BOOK REVIEW

<BOOK REVIEW>『ネットテレビの衝撃 20XX年のコンテンツビジネス』

2010/12/22 15:27

週刊BCN 2010年12月20日vol.1363掲載

 名は必ずしも体を表していない。アップルTVやグーグルTVなど、インターネットにつながる「ネットテレビ」は一つの象徴であり、むしろ副題の「コンテンツビジネス」の過去と今、そして明日を読むための一冊である。ハードである「TV」と消費される「コンテンツ」を並べたところに、本書の主題がある。

 語られるのは、メディアのビジネスモデルだ。アメリカを中心に繰り広げられてきたメディアの主導権争いとM&Aを振り返りながら、アメリカの映像ビジネスの現状と変化の萌芽を紹介する。

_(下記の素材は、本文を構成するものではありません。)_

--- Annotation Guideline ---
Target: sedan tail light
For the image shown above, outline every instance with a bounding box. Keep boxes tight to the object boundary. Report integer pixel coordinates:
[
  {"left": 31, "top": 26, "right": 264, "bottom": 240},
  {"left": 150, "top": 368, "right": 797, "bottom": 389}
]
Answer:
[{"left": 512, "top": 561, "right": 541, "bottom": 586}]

 いわく、ネットがコンテンツ流通の主流となるなかでは、端末となるデジタル製品自体は汎用技術の集合体になり、差異化を図ることができない。かといって、iPodとiTunesのように端末と流通をセットにした戦略も、コンテンツがフリー化するいま、すでにビジネスモデルとしての優位性は失われつつある。そこで出てくるのが、端末を動かすOSの覇権争い、検索などの使い勝手による差異化、そしてユーザーがつくるソーシャルメディアの取り込みだ。メーカーもコンテンツホルダーもプロバイダも通信キャリアも、プラットフォームと流通網の構築に血道を上げる。

 スマートフォンが売れ、国産電子書籍端末やスレートが登場。コンテンツサービス提供会社に至っては、雨後の筍のような状況にある日本。いよいよマルチコンテンツ時代のスタートラインに立ったといえる。その先読みに、欠かせない基礎知識を提供してくれる一冊だ。(叢虎)


『ネットテレビの衝撃 20XX年のコンテンツビジネス』
志村一隆 著 東洋経済新報社刊(1500円+税)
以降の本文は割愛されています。